After years of painstaking assessment and planning, Wiener's work culminated in a draft presidential decree landing on the prime minister's desk last summer. It would have established an Arcadins and La Gonâve coastal marine park, one of eight the organization would like to create.
But government disorder got in the way.
The marine park idea was said to be gaining currency, the closest FoProBim had ever been to seeing it become reality. Then last month, a group of powerful senators voted to oust the prime minister, marking Haiti's fifth change of government in as many years.
Weiner figures he is now back to square one.
Restoration proceeds
Nevertheless, work continues on other fronts to restore and protect Haiti's coasts.
Rodriguez-Leal and a team with the U.N. Environment Programme are working with the government on a comprehensive survey of the coastline to determine which places would benefit most from protections.
In the past few months, their research has focused on the southern coast, with teams traveling from Le Cayes to Jacmel all the way to Anse à Pitres, near the Dominican border.
The Columbia University scholar is also reviewing every environment-related law on the books, in hopes of reviving these and getting the government to fill in legal gaps where they exist.
Officials are considering setting up a coast guard to enforce old and new laws.
The government has tapped millions of dollars from the Inter-American Development Bank to finance road construction all along the southern coast, long-term planning for the return of tourism. Work on the road to Saint Marc is almost complete.
Private-sector investment is growing, as well. Royal Caribbean is spending $55 million on enhancements to Labadee, building a giant pier designed to accommodate the world's largest cruise ship. Carnival is said to be in talks with the government on its own leasing arrangement. And officials are scrambling to build an efficient link between the burgeoning cruise ship port of call and the Citadelle near Cap-Haïtien, the largest fortress in the Americas, built in the early 1800s to keep the French out.
Meanwhile, locals insist security concerns have been overblown. Violence has been the main detriment to tourism, but it comes in spurts and is almost always political. Haitians say that in quiet times, their country has much lower violent crime rates than Jamaica or even the Dominican Republic. It is a claim borne out by international crime statistics -- murder rates are much higher in other large Caribbean states, with the exception of Cuba.
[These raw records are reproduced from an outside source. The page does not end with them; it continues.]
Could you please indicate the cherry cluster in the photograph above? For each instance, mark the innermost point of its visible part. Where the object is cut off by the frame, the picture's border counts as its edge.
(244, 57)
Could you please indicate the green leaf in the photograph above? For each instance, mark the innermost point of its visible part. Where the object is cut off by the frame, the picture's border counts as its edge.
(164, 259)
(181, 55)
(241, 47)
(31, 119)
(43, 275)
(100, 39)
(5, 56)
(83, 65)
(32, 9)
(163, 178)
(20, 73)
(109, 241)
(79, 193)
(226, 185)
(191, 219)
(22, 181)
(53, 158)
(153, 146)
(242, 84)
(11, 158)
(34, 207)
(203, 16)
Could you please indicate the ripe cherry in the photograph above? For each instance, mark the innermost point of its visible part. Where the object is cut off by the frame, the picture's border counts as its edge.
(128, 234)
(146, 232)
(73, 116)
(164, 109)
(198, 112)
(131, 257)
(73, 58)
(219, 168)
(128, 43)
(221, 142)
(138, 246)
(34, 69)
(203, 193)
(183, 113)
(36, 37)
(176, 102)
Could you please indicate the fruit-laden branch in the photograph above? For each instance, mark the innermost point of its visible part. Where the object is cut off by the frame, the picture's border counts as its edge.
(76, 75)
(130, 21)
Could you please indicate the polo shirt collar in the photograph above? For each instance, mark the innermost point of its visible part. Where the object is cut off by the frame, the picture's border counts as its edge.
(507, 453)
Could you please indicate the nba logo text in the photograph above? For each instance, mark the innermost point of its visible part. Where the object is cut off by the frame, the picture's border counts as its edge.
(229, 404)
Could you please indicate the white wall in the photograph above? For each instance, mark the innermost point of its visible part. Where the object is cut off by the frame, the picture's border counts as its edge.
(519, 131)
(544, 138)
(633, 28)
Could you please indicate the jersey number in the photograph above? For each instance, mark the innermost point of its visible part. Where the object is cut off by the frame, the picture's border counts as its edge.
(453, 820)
Though crime persists, U.N. officials say security is improving, and peacekeepers are now focused on training the national police. Alix Duplessey, a local hotel operator, says he has noticed the improvement: The national police force seems to be operating in a more professional manner, he said. At night, a heavy U.N. presence gives way to Haitian police checkpoints, a clear indication that government authority is gradually returning.
With better security, Haitians are now venturing out more to explore their own country, something previously unheard of. They say tourists should follow if the local population learns to respect and protect the environment.
"You have to teach people to respect certain rules if you want to get into international tourism, and you have to enforce them," Roy said. "Strong environmental protection will help the country, not only my business."
But it may be necessary to have the government first show a stronger commitment cleaning the coasts, a sentiment seemingly shared by most hoteliers and tour operators. Of the 2009-2010 national budget, 0.71 percent is devoted to the environment. Tourism promotion is promised 0.23 percent, though road and infrastructure improvements eat up a much larger share.